Ah well... here we go. I've paid my thirty quid now so I suppose I have to do it. It's not going to fall down (of course not). No, that's just daft. If it was going to fall down then it would have done that three years ago, when it opened. Because they build things to last in Britain. We built Stonehenge for chrissakes -- and that has been standing since before the dawn of time. Look at what happened to Hadrian's Wall -- it fell down. That's because the Italians built it. If the Romans had hired some local Brits to build it then it would still be standing now, like St. Paul's Cathedral The Germans dropped some bombs on that but Christopher Wren knew what he was doing. He built it to be bomb proof -- and they hadn't even invented bombs back then. That is how totally amazing British builders are. And it's the same with The Shard -- it was built with British concrete, British steel, British nails and British sellotape. So it's 100% safe.
Okay... now that I have totally and utterly convinced myself that it is safe, I am heading into the reception area...
The reception area is very posh. It's all polished glass and polished metal and beautiful staff with polished shoes and polished teeth. It looks like a nightclub. It's all neon lights, spotlights and movie music on the speakers. It's how I imagine a space station of the future to be. Soon they'll be sending space shuttles to the moon, and this is where we'll buy our boarding tickets. It certainly does get you in the mood for an adventure.
The lifts in here are more like space rockets. The first one takes you up 31 floors in 19 seconds flat. Then you have to exit that one and board another, which shoots up to level 68 in 22 seconds. Put it this way: your ears will definitely pop. My eyes went pop as well. If something is poppable, then it will probably pop. Then you have to walk up a short flight of stairs to level 69 and step out into the sky.
The view is just... insane. It's not unlike flying over London in a plane. (I'm being serious!) But because I'm such a wuss with heights it always takes me five minutes to steady myself before I can approach the window. I have to stand at the wall like an idiot until I work up the guts to come close to the glass. To make things even more terrifying they've decided to install floor to ceiling windows, so your toes can touch up against the edge like you're standing on the edge of a cliff. If you suffer from vertigo then prepare to feint. There were moments when I thought the building was actually moving! I suppose it's possible that it was just my jelly legs (which is more likely), but something was definitely moving.

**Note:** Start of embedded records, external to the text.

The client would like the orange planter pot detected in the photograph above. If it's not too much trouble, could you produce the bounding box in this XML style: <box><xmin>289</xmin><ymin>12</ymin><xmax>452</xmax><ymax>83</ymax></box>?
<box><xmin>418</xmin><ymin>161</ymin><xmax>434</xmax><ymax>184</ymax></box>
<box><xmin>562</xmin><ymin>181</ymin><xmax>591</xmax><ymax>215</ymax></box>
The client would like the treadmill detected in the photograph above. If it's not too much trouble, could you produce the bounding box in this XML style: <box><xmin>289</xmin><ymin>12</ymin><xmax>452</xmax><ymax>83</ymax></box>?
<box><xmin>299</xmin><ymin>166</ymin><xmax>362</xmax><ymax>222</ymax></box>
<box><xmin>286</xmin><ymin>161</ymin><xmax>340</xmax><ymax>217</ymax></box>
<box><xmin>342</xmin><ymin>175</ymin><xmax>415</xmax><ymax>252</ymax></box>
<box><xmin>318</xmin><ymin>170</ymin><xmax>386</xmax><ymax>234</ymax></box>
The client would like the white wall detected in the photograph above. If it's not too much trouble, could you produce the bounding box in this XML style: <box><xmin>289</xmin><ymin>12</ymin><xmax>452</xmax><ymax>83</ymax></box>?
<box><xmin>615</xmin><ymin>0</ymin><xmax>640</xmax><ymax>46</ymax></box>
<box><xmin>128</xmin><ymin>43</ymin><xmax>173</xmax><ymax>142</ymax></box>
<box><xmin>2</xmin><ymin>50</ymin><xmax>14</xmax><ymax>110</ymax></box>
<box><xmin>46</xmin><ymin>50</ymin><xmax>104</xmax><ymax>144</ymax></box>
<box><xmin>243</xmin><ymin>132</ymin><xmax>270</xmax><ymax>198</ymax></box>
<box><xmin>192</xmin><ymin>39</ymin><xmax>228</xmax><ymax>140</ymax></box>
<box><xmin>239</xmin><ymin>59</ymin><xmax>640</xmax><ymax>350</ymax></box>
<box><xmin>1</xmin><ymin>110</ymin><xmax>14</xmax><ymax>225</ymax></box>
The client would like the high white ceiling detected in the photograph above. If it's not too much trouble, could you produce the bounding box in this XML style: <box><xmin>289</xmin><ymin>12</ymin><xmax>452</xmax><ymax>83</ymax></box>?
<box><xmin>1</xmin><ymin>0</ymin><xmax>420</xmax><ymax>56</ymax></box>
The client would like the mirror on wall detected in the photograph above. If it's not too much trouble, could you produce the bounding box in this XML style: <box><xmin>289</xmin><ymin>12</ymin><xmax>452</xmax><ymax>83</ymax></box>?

The buildings that you already know are high, like the tall chimney of the Tate Modern, just look like toy building blocks on the carpet. They are all down there, when they're supposed to be up there. There is nothing around you that comes close to your height. Usually when you climb a tall building like The Monument, or the bell tower of Westminster Cathedral, there are lots of buildings around that are hidden by the office blocks, but up here you can see the whole of London. Distant hills are drained of colour and fade away to nothing. The horizon is so far away that it blurs into the sky like a smudge. You can see miles and miles of train tracks, from Waterloo all the way up to Greenwich. You can stand here and watch the little white worms (the trains) meandering up their muddy brown train trails to some distant station. Cars are just dust. It's a people-less city up here -- the men and women are too small to see.
If you know your geography then you can pick out the suburbs and the bend of the river past the Isle of Dogs -- plus a couple more bends beyond that. You can follow the Thames all the way past Docklands, the Thames Barrier, and probably a fair distance towards the sea.
If you're feeling brave then you walk up another few flights of stairs to level 72. This is the open-air level, but it's not really open-air at all. It still has window walls and a roof on top, but they've removed a few pains of glass to let in the wind. At the time of writing they've got some fake grass and a bar up there as well (I think they're doing a Pimms promotion). They've even installed a little croquet lawn! People are just lounging around on the lawn with a bottle of Pimms and a plastic cup of frothy beer. It's a bit like sitting in a beer garden -- 72 floors up.
I've just had a terrifying thought: what if somebody smacks a croquet ball too hard and shatters the glass? Jesus Christ... I'm getting out if here quick, before the building falls down.
So is it worth a visit? Definitely, yes -- it's one of the best views in London (as long as you don't mind stumping up a fortune to get inside). If you're scared of heights then bear in mind that so am I, and I can handle it okay. You might have to stand at the wall for five minutes before you dare to approach the window, but at least you'll have that in common with me. And they've got a bar up there now.